= Elementary reaction =

Chemical reaction with a single step and transition state

An elementary reaction is a chemical reaction in which one or more chemical species react directly to form products in a single reaction step and with a single transition state. In practice, a reaction is assumed to be elementary if no reaction intermediates have been detected or need to be postulated to describe the reaction on a molecular scale. An apparently elementary reaction may be in fact a stepwise reaction, i.e. a complicated sequence of chemical reactions, with reaction intermediates of variable lifetimes.
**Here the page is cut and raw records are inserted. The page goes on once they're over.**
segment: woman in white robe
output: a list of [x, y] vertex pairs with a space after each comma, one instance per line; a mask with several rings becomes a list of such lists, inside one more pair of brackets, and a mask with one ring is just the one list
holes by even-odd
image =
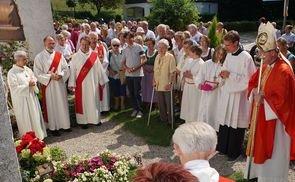
[[[202, 90], [198, 121], [208, 123], [217, 132], [219, 130], [219, 121], [217, 119], [216, 111], [218, 109], [217, 102], [220, 96], [219, 87], [222, 86], [222, 78], [219, 77], [219, 73], [225, 60], [225, 56], [226, 50], [221, 46], [217, 47], [213, 54], [213, 59], [210, 59], [203, 64], [200, 74], [195, 80], [196, 85]], [[213, 90], [205, 90], [201, 88], [202, 86], [205, 86], [205, 81], [218, 82], [219, 84], [206, 83], [212, 86]]]
[[197, 78], [204, 61], [200, 58], [202, 49], [196, 45], [190, 47], [189, 56], [181, 70], [181, 78], [184, 80], [184, 88], [181, 101], [180, 118], [185, 122], [197, 121], [201, 91], [196, 87], [194, 80]]
[[9, 70], [7, 81], [11, 92], [13, 109], [20, 137], [26, 132], [34, 131], [43, 140], [46, 134], [40, 103], [36, 94], [37, 79], [33, 71], [26, 67], [26, 53], [17, 51], [14, 54], [15, 65]]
In a unimolecular elementary reaction, a molecule A dissociates or isomerises to form the products(s)
$\mbox{A} \rightarrow \mbox{products.}$
At constant temperature, the rate of such a reaction is proportional to the concentration of the species A
$\frac{d[\mbox{A}]}{dt}=-k[\mbox{A}].$

In a bimolecular elementary reaction, two atoms, molecules, ions or radicals, A and B, react together to form the product(s)
$\mbox{A + B} \rightarrow \mbox{products.}$
The rate of such a reaction, at constant temperature, is proportional to the product of the concentrations of the species A and B
$\frac{d[\mbox{A}]}{dt}=\frac{d[\mbox{B}]}{dt}=-k[\mbox{A}][\mbox{B}].$

The rate expression for an elementary bimolecular reaction is sometimes referred to as the law of mass action as it was first proposed by Cato Maximilian Guldberg and Peter Waage in 1864. An example of this type of reaction is a cycloaddition reaction.
This rate expression can be derived from first principles by using collision theory for ideal gases. For the case of dilute fluids equivalent results have been obtained from simple probabilistic arguments.
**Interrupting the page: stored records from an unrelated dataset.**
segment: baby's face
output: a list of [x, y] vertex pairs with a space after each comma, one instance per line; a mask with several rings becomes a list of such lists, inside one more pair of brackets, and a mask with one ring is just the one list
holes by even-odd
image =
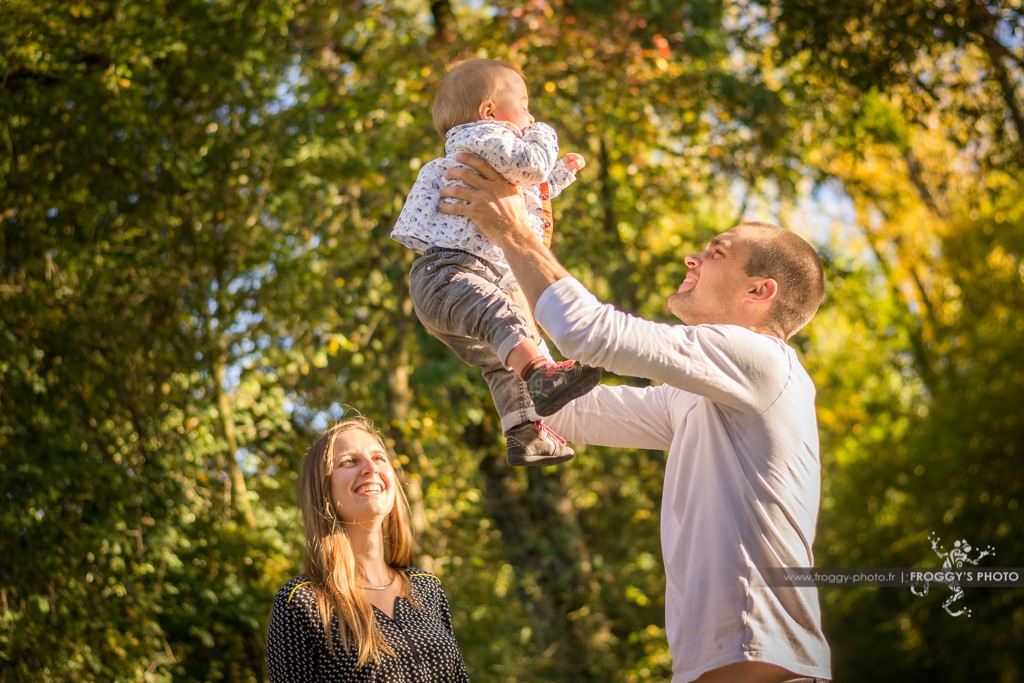
[[530, 115], [530, 94], [522, 76], [511, 69], [502, 69], [499, 76], [502, 87], [494, 98], [494, 109], [489, 118], [514, 123], [520, 130], [533, 124]]

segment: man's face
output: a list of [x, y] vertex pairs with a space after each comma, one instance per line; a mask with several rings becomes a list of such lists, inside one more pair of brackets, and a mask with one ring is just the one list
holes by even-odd
[[686, 279], [668, 298], [668, 310], [687, 325], [742, 324], [744, 296], [756, 279], [744, 272], [752, 253], [751, 232], [735, 227], [686, 257]]

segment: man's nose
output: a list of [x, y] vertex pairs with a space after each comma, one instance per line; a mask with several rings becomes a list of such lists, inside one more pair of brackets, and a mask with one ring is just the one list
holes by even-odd
[[689, 256], [683, 259], [683, 263], [686, 264], [687, 268], [696, 268], [697, 266], [700, 265], [700, 255], [690, 254]]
According to collision theory the probability of three chemical species reacting simultaneously with each other in a termolecular elementary reaction is negligible. Hence such termolecular reactions are commonly referred as non-elementary reactions and can be broken down into a more fundamental set of bimolecular reactions, in agreement with the law of mass action. It is not always possible to derive overall reaction schemes, but solutions based on rate equations are often possible in terms of steady-state or Michaelis-Menten approximations.